Atomistic mechanism and interface-structure-energetics of van der Waals epitaxy demonstrated by layered alpha-MoO3 growth on mica

TL;DR

This study uncovers atomistic interface mechanisms behind van der Waals epitaxy of alpha-MoO3 on mica, explaining how stress-free, highly oriented films form despite lattice mismatches.

Contribution

It provides the first atomistic understanding of vdWE interface structures and energetics, enabling prediction and design of stress-free epitaxial layered films.

Findings

Alpha-MoO3 forms large columnar crystals in three orientations on mica.

Negligible strain buildup confirms van der Waals epitaxy.

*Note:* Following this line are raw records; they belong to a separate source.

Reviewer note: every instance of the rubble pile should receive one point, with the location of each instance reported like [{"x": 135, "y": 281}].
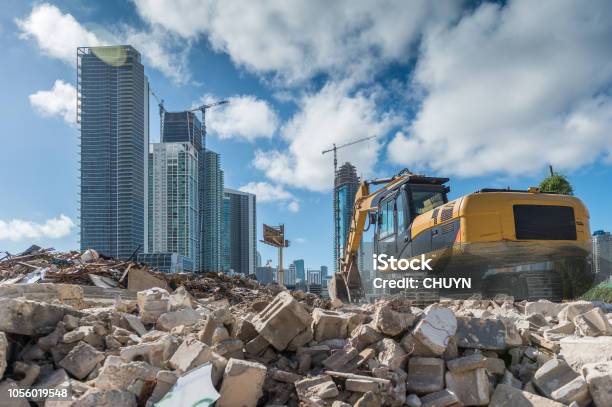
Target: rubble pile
[{"x": 182, "y": 347}]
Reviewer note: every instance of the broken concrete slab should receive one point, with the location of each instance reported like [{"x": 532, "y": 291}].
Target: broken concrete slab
[
  {"x": 391, "y": 354},
  {"x": 435, "y": 329},
  {"x": 465, "y": 363},
  {"x": 471, "y": 387},
  {"x": 557, "y": 380},
  {"x": 392, "y": 317},
  {"x": 329, "y": 324},
  {"x": 152, "y": 303},
  {"x": 477, "y": 333},
  {"x": 247, "y": 377},
  {"x": 81, "y": 360},
  {"x": 580, "y": 351},
  {"x": 442, "y": 398},
  {"x": 282, "y": 320},
  {"x": 425, "y": 375},
  {"x": 169, "y": 320},
  {"x": 140, "y": 280},
  {"x": 508, "y": 396},
  {"x": 25, "y": 317},
  {"x": 599, "y": 379},
  {"x": 573, "y": 309},
  {"x": 593, "y": 323},
  {"x": 105, "y": 398}
]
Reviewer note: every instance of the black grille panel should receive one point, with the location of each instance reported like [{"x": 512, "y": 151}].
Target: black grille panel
[{"x": 544, "y": 222}]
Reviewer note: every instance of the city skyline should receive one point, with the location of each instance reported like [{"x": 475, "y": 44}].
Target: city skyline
[{"x": 504, "y": 135}]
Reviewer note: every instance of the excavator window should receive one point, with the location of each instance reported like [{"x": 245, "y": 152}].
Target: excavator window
[{"x": 426, "y": 198}]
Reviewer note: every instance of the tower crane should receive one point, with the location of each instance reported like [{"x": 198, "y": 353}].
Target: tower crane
[
  {"x": 160, "y": 104},
  {"x": 203, "y": 109},
  {"x": 335, "y": 149}
]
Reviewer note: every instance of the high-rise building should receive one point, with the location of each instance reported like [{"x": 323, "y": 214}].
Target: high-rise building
[
  {"x": 243, "y": 235},
  {"x": 346, "y": 183},
  {"x": 113, "y": 112},
  {"x": 602, "y": 255},
  {"x": 299, "y": 269},
  {"x": 174, "y": 195},
  {"x": 212, "y": 213},
  {"x": 186, "y": 127},
  {"x": 225, "y": 235}
]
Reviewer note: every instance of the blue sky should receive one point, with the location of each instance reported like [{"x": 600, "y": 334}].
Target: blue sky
[{"x": 485, "y": 94}]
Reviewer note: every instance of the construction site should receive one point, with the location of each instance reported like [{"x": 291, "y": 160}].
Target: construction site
[{"x": 78, "y": 329}]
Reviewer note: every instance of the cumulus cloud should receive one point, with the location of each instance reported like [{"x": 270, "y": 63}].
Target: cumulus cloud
[
  {"x": 245, "y": 117},
  {"x": 59, "y": 34},
  {"x": 19, "y": 229},
  {"x": 56, "y": 34},
  {"x": 297, "y": 40},
  {"x": 332, "y": 115},
  {"x": 266, "y": 192},
  {"x": 59, "y": 101},
  {"x": 504, "y": 93}
]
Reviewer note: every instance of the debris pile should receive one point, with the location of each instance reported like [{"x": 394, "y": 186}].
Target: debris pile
[{"x": 182, "y": 346}]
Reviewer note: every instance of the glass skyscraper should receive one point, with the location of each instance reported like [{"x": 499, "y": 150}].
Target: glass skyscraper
[
  {"x": 174, "y": 192},
  {"x": 113, "y": 111},
  {"x": 243, "y": 234},
  {"x": 346, "y": 184},
  {"x": 212, "y": 212}
]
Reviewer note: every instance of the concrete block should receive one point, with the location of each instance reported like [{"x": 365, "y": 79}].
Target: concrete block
[
  {"x": 24, "y": 317},
  {"x": 363, "y": 336},
  {"x": 315, "y": 388},
  {"x": 329, "y": 324},
  {"x": 192, "y": 353},
  {"x": 465, "y": 363},
  {"x": 435, "y": 329},
  {"x": 169, "y": 320},
  {"x": 391, "y": 354},
  {"x": 81, "y": 360},
  {"x": 442, "y": 398},
  {"x": 544, "y": 307},
  {"x": 593, "y": 323},
  {"x": 392, "y": 317},
  {"x": 580, "y": 351},
  {"x": 471, "y": 387},
  {"x": 425, "y": 375},
  {"x": 152, "y": 303},
  {"x": 242, "y": 384},
  {"x": 573, "y": 309},
  {"x": 508, "y": 396},
  {"x": 477, "y": 333},
  {"x": 599, "y": 379},
  {"x": 558, "y": 381},
  {"x": 282, "y": 320},
  {"x": 105, "y": 398}
]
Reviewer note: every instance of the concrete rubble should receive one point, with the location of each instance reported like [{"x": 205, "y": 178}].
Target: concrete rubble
[{"x": 265, "y": 346}]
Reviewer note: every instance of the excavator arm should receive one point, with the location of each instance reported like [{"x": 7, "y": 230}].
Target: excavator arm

Interface energy minima correlate with atomistic proximity and vdW attraction.

Abstract

Unlike conventional epitaxy, van der Waals epitaxy (vdWE) allows nearly stress-free growth of thick films with highly oriented crystals without dislocations even for large film-substrate lattice mismatches. Despite reports of vdWE in numerous materials systems, an atomistic understanding of film/substrate interface structure that explains and predicts vdWE has remained elusive. Here, we address this knowledge gap by unveiling atomistic interface mechanisms for vdWE of alpha-MoO3(0k0) on mica(001). X-ray diffraction and electron microscopy reveal alpha-MoO3(0k0) epilayers with large columnar crystals in three non-equivalent in-plane orientations. These results, together with negligible strain buildup in continuous epilayers, confirm vdWE. Ab initio computations showing interface energy minima for these orientations correlate with high cross-interface proximity between Mo atoms in alpha-MoO3 and K in mica conducive for maximal vdW attraction. These atomistic insights on interface structure and energetics provide a crucial framework for predicting vdWE for different film/substrate combinations and designing of stress-free and/or standalone epitaxial films of layered materials such as MoO3 on layered substrates such as f-mica.